Fountain and climby shifter

Porritt Park playground upgrade concept plan
(This plan shows the area for the new skate park on the left while the newly expanded playground area is the cross-hatched section on the right. Click on image to open larger version.)

Donations from the Rotary Club of Thames and Smart Environmental (our Parks and Reserves maintenance contractor) have paid for two new playground items which have a total value of $25,000.

A $5,000 donation the Rotary Club of Thames has paid for a new drinking fountain that will be accessible for children and people with disabilities. The fountain has been ordered and will be installed soon behind the new toilet block.

Smart Environmental has donated  the cost of a Kompan climbing shifter (also known as a climby shifter) - a leaning structure children can climb on - that costs $20,000.

The climby shifter was installed last month at the same time as a new swing that includes two infant seats and a seat that is suitable for disabled children as well as babies who normally can't use swings because they need head support. At the same time, the Playco train that had been put into storage has been reinstalled in a new location in Porritt Park further away from the site where the new skate and scooter park is being built.

Community involvement

Grahame Christian, the owner and managing director of Smart Environmental, says his company's donation is part of an ongoing commitment to supporting the communities it works in.

"In partnership with Thames-Coromandel District Council we have a long-standing relationship and understand that as a significant employer in the area we are a key part of the community and certainly like to give back and be involved in community activities," says Mr Christian.

 Porritt Park has been gradually upgraded over the last two years, with new playground equipment, a new toilet block and now, under construction, the skate and scooter park, which is expected to be finished in time for the April school holidays next year.

"This is one of the most popular playgrounds in the whole of the Coromandel so it gets great use, but we wanted to make sure we had the right equipment here to suit our young people who are using it," says Thames Community Board Chair Diane Connors.

"This is just another stage we have where Smart Environmental have partnered with us and donated this lovely piece here," Ms Connors says.

Local school children have been involved in the process from the start; helping to choose the playground equipment and designing the murals for the new toilet block.
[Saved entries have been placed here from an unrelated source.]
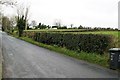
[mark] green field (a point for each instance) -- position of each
(93, 58)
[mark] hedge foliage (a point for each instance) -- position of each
(91, 43)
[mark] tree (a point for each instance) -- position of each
(57, 23)
(71, 25)
(21, 25)
(7, 3)
(80, 27)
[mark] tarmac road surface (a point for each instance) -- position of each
(25, 60)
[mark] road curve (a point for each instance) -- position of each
(25, 60)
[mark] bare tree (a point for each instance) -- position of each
(23, 10)
(7, 3)
(57, 22)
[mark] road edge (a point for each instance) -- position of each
(1, 62)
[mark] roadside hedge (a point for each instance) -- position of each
(91, 43)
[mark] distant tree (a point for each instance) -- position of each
(71, 25)
(54, 26)
(5, 24)
(80, 27)
(63, 27)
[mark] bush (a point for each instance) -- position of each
(91, 43)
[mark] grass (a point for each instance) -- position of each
(0, 71)
(0, 66)
(101, 60)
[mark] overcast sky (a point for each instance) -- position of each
(90, 13)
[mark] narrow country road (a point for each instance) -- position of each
(25, 60)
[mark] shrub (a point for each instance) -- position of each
(91, 43)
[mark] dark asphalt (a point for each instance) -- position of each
(24, 60)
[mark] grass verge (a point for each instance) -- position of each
(0, 65)
(101, 60)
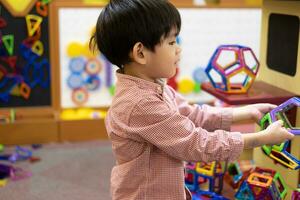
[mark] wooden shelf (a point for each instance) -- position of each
(79, 130)
(260, 92)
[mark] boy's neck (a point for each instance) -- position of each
(137, 71)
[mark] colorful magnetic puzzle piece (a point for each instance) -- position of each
(296, 195)
(279, 152)
(236, 174)
(200, 173)
(264, 184)
(232, 69)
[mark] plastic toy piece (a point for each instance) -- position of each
(25, 90)
(46, 1)
(279, 152)
(93, 83)
(11, 61)
(205, 168)
(77, 65)
(262, 184)
(200, 173)
(75, 81)
(33, 23)
(3, 23)
(200, 195)
(254, 177)
(18, 8)
(8, 41)
(244, 192)
(28, 42)
(232, 69)
(79, 96)
(108, 73)
(43, 68)
(281, 110)
(186, 86)
(199, 75)
(93, 67)
(296, 195)
(38, 48)
(74, 49)
(42, 9)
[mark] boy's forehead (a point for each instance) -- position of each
(173, 33)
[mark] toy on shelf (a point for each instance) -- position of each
(296, 194)
(238, 172)
(202, 195)
(232, 69)
(262, 184)
(280, 153)
(203, 176)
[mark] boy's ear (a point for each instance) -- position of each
(139, 53)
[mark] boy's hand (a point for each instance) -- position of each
(252, 112)
(276, 133)
(257, 111)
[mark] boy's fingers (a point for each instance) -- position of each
(279, 122)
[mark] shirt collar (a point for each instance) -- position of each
(155, 86)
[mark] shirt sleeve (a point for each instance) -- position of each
(177, 135)
(205, 116)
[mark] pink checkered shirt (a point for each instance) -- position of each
(153, 130)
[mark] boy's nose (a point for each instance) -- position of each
(178, 50)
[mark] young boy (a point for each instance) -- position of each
(152, 128)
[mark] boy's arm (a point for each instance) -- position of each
(177, 135)
(207, 117)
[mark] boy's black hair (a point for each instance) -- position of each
(123, 23)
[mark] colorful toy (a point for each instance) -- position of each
(237, 173)
(262, 184)
(280, 153)
(202, 195)
(232, 69)
(1, 147)
(210, 174)
(296, 195)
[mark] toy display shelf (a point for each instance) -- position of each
(82, 129)
(260, 92)
(34, 125)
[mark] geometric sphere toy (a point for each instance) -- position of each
(232, 69)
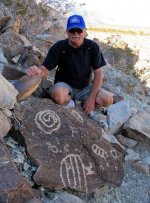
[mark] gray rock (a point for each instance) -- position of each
(132, 156)
(63, 197)
(8, 94)
(140, 123)
(67, 146)
(126, 141)
(5, 125)
(117, 115)
(140, 166)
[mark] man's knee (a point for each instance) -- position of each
(104, 98)
(60, 95)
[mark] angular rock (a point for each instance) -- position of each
(12, 186)
(11, 44)
(126, 141)
(4, 20)
(7, 95)
(67, 146)
(117, 115)
(140, 123)
(132, 156)
(5, 125)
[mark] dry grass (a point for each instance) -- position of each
(121, 30)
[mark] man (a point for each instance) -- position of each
(76, 58)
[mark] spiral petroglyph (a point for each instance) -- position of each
(77, 116)
(47, 121)
(72, 172)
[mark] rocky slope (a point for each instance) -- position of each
(24, 40)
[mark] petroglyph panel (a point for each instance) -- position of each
(53, 148)
(99, 151)
(74, 131)
(72, 172)
(77, 116)
(114, 154)
(47, 121)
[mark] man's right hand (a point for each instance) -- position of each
(33, 70)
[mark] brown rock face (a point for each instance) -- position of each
(67, 146)
(12, 186)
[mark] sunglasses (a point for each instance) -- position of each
(73, 30)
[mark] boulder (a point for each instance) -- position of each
(138, 126)
(13, 188)
(5, 125)
(7, 94)
(67, 146)
(117, 115)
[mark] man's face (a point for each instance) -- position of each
(76, 36)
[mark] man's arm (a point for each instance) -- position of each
(41, 70)
(97, 82)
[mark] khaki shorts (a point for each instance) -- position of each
(78, 94)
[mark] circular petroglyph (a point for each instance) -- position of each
(72, 172)
(47, 121)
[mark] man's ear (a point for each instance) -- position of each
(66, 33)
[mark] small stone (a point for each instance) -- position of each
(126, 141)
(26, 166)
(142, 167)
(132, 156)
(19, 159)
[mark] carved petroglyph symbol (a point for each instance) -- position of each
(53, 148)
(89, 170)
(114, 154)
(72, 172)
(74, 131)
(47, 121)
(77, 116)
(4, 162)
(99, 151)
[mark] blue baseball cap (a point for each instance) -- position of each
(75, 21)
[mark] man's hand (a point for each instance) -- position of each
(89, 104)
(33, 70)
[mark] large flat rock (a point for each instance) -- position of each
(67, 146)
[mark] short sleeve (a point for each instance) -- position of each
(97, 57)
(52, 58)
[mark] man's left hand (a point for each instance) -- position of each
(89, 105)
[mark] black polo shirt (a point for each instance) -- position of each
(74, 64)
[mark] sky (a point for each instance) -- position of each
(115, 12)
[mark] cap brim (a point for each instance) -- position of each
(75, 26)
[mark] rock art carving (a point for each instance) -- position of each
(114, 154)
(77, 116)
(99, 151)
(72, 172)
(53, 148)
(47, 121)
(74, 131)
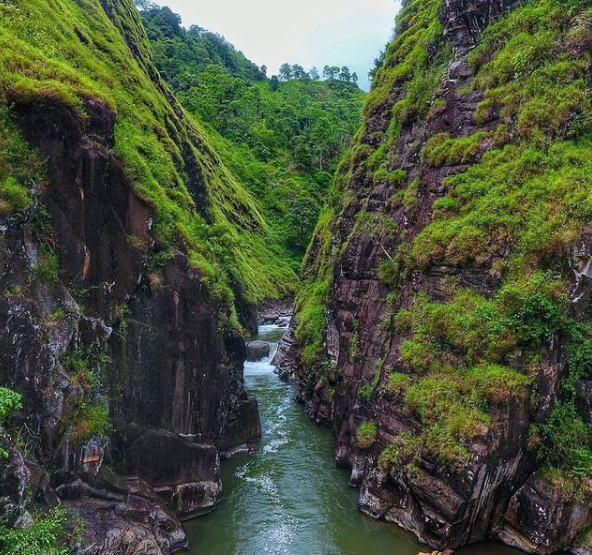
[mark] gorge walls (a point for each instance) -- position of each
(443, 326)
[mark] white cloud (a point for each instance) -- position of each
(308, 32)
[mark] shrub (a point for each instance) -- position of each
(13, 196)
(53, 533)
(366, 435)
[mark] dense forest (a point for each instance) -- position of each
(281, 135)
(199, 258)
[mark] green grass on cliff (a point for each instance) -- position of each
(69, 52)
(19, 168)
(523, 202)
(519, 207)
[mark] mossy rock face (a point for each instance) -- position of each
(456, 251)
(81, 52)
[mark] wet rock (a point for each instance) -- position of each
(543, 519)
(444, 506)
(257, 350)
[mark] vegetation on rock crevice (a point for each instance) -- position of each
(516, 204)
(282, 137)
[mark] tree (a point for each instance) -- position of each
(298, 72)
(344, 74)
(330, 72)
(286, 72)
(274, 83)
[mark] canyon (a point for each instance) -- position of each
(441, 331)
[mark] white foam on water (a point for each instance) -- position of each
(263, 366)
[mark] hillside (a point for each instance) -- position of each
(130, 255)
(443, 330)
(282, 137)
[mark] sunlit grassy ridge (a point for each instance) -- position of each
(68, 52)
(518, 209)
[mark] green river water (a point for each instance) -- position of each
(288, 498)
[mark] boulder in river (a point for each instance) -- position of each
(257, 350)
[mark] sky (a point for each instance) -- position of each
(306, 32)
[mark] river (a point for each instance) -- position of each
(288, 498)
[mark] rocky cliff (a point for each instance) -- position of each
(126, 252)
(443, 329)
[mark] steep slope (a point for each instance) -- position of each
(128, 254)
(443, 329)
(283, 139)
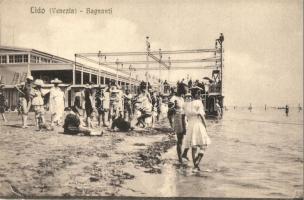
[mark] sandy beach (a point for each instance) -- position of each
(245, 159)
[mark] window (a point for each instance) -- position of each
(11, 59)
(3, 59)
(34, 59)
(43, 60)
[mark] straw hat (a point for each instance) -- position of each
(56, 80)
(30, 77)
(188, 95)
(38, 82)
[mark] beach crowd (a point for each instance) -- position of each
(96, 108)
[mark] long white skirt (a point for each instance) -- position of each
(196, 134)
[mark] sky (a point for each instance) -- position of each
(263, 47)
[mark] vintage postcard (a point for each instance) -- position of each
(151, 98)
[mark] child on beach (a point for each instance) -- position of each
(38, 103)
(73, 126)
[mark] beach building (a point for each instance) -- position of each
(16, 63)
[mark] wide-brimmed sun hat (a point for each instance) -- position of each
(56, 80)
(38, 82)
(30, 78)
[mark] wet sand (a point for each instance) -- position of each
(258, 154)
(40, 163)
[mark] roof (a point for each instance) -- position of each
(21, 49)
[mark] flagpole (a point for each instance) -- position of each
(147, 59)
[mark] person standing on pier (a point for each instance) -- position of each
(89, 105)
(286, 110)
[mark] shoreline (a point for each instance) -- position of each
(46, 163)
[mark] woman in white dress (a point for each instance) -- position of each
(56, 106)
(196, 133)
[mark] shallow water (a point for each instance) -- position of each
(253, 154)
The design of the new skate park has also been informed by feedback from user groups.

Stay tuned to our Council's website and email newsletters for more updates on Porritt Park as our work continues.

Sealey Street Childcare children check out the climby shifter

Kara Goble-Barker of Sealey Street Childcare checks out the climby shifter

The Kompan climby shifter has lots of features to make it fun to climb on and explore for younger children, while also giving them lots of opportunity to develop their strength and co-ordination.

Kara Goble-Barker, above, (2 years and 10 months old) explores the climby shifter while Sealey Street Childcare's Grace Trow looks on.

Tangaroa Lee Ross checks out the climby shifter

Tongaroa Lee Ross (3 years and 3 months old) gets some elevation on the climby shifter before going to Sealey Street Childcare's Kelsie Trow.